# Fall shedding?



## Bentleysmom (Aug 11, 2012)

Yes it's normal, they shed this coat to grow a nice thick winter coat. Poor Bentley is 15 months, he had THE most beautiful tail but now it looks like a rats tail


----------



## Wildkat80 (Mar 14, 2013)

Oh good!!! Chester has a beautiful tail and coat and I was about to panic and make a vet appt. the amount of hair in brush output in the last week has increased ridiculously! Lol 


Sent from Petguide.com Free App


----------



## Willow52 (Aug 14, 2009)

Around here we have two sheds a year...a major spring shed and a lighter fall shed.


----------



## Deber (Aug 23, 2011)

We just finished our fall shed too and only other Golden folks can understand the amount of hair is shed. Brush every day and pray it ends soon, but very normal. Spring shed is the big shed for our two when that thick, beautiful, winter coat comes out. I just don't let anyone come over until finished cause hair is everywhere no matter how much you clean.


----------



## JayBen (Aug 30, 2012)

I haven't noticed much extra shedding for the fall. I think she lost her whole coat right before summer and now she's growing it back in.


----------



## hennyozziejack (Oct 22, 2013)

So is it normal for my girl's tail to be looking a lot less fluffy?


----------



## Frankie's Mommy (May 27, 2013)

I have two 7 month golden boys and my house is full of hair everywhere u go no matter how many times I sweep there's hair! How long does this major shedding usually last? 


Sent from Petguide.com Free App


----------



## Cowtown (Sep 23, 2009)

Yep it's normal, get used to fluff balls all over the house pretty much year round.


----------



## Dallas Gold (Dec 22, 2007)

Our Yogi is also an October baby and this is his first big shed. I was surprised as well! Of course we bathed him yesterday and I think that caused more to shed. I vaccumed before the bath and I need to do so again now! Despite the shedding he still has a very thick coat. I like Deber's idea- no company until the shedding is complete.


----------



## Mr. Bojangles (Sep 15, 2011)

When Bentley had his first major shed in the spring, it was so bad that I took him to the vet to get his thyroid checked . 

He was fine, and his coat came back beautiful and thick.

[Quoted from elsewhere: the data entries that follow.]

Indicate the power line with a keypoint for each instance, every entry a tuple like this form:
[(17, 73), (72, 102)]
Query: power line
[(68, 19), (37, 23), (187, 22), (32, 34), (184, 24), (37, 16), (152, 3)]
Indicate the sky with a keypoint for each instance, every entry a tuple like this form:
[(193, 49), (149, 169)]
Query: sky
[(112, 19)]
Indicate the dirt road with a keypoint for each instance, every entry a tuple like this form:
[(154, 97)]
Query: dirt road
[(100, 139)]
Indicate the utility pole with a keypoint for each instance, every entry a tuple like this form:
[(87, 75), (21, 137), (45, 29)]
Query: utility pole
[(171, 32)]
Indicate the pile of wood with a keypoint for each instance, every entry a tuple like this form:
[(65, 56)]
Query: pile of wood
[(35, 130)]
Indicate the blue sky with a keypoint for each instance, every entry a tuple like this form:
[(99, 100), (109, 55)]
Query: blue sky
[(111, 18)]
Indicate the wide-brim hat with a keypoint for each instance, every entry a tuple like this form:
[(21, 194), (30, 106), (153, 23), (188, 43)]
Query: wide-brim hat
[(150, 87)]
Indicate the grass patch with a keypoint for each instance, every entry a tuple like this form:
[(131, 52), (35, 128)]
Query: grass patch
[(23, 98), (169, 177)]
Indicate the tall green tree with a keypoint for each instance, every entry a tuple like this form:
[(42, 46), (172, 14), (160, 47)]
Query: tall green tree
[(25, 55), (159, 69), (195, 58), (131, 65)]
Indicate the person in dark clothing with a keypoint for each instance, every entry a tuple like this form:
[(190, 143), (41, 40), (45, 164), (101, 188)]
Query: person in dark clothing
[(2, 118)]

He is starting another shed now and it doesn't seem as bad as before, but there is fur everywhere. I don't even try to keep up with it - it could be a full time job.


----------



## Wildkat80 (Mar 14, 2013)

Thank you everyone for your replies! It's nice to know that I was only being paranoid. Lol. His shedding is pretty close to normal levels again. Who knew an animal could lose SO MUCH hair and still have a full coat. He has been so happy now that the snow has come. 


Sent from Petguide.com Free App


----------